Meadowbank Train Station to Ōrākei Basin
A concrete path will follow the railway line, pass under the existing pedestrian overbridge, and run past the train station and car park to Purewa Road.
It will then travel along the northern side of Purewa Road to Ōrākei Basin where it connects to Section 3. It is likely that around five car parking spaces at the western end of Purewa Road will need to be removed. We are investigating whether we can change the parking on the southern side of the road to angled parking, which will maximise parking within the remaining space.
We cannot position the path on the land on the northern side of Purewa Road, as this land is used for rail line maintenance work.
Maintenance vehicle crossing/shared space
The shared path will cross KiwiRail and Watercare access roads located at the basin end of the path. This is unavoidable, as we are unable to re-route the shared path or move the access points. However, we are working with Watercare and KiwiRail to ensure the design in this section creates the safest environment possible.
- Install a bollard(s) to prevent unauthorised vehicle access.
- Use markings/surface treatments on the path to indicate the shared space.
- Install signs to alert path users and maintenance people of each other’s presence.
We sought feedback on the proposed design to make sure the proposal meets the needs of locals and the different users of the area in the best possible way.
The consultation closed on Friday, 9 November 2018.
- Consider all feedback and use it to help refine the design.
- Prepare and publish a report on the feedback received. The report will include any changes made to the proposed design following the feedback period.
- If you provided your contact details when you gave us feedback, we will notify you when the report is available.
The NZ Transport Agency and Auckland Transport undertook two rounds of community consultation about a replacement balustrade for Section 3 of the Glen Innes to Tamaki Drive Shared Path between September and December 2018.

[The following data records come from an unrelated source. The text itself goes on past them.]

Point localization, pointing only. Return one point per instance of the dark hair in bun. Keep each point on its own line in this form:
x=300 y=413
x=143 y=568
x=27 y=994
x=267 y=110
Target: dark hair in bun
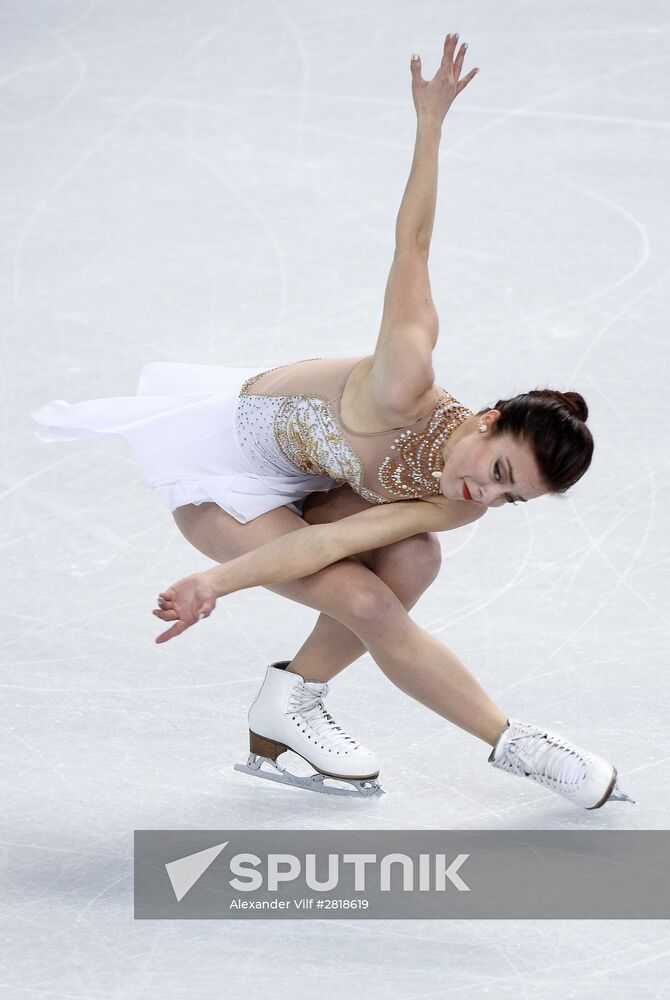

We received a strong message from the community in the first round of consultation that they believe a height of 1.2 metres is appropriate for the boardwalk handrail and we are pleased to be able to provide this on this section of the path.
Following the second round of feedback the design and materials of a replacement balustrade for the Orakei Basin boardwalk has been selected.
The balustrade that has been selected (pictured below), from two options, comprises a mix of metal and wood, with thin metal slats to provide the best visibility of the surrounding area. This option received 67% of votes (156 votes) from the 233 people overall who took part in the survey.
We are now focused on getting the new balustrade manufactured and installed as soon as possible so that this section of the path can be fully open for everyone to enjoy.
The boardwalk is expected to be finished by the middle of 2019. The NZ Transport Agency and AT are grateful to the public for their feedback and also for their patience while the work is undertaken to complete this section of the path.
AT and NZTA sought feedback on the preferred route for section 4 in 2017, and received a good support for the preferred route.
We received many suggestions and are using this to inform the design, which is currently underway. We will share the design with the community for feedback once the initial design is complete.
The exact alignment of the route along the coastline is indicative at this stage. Further investigation during the design phase (underway) and public feedback will help us determine the best possible positioning.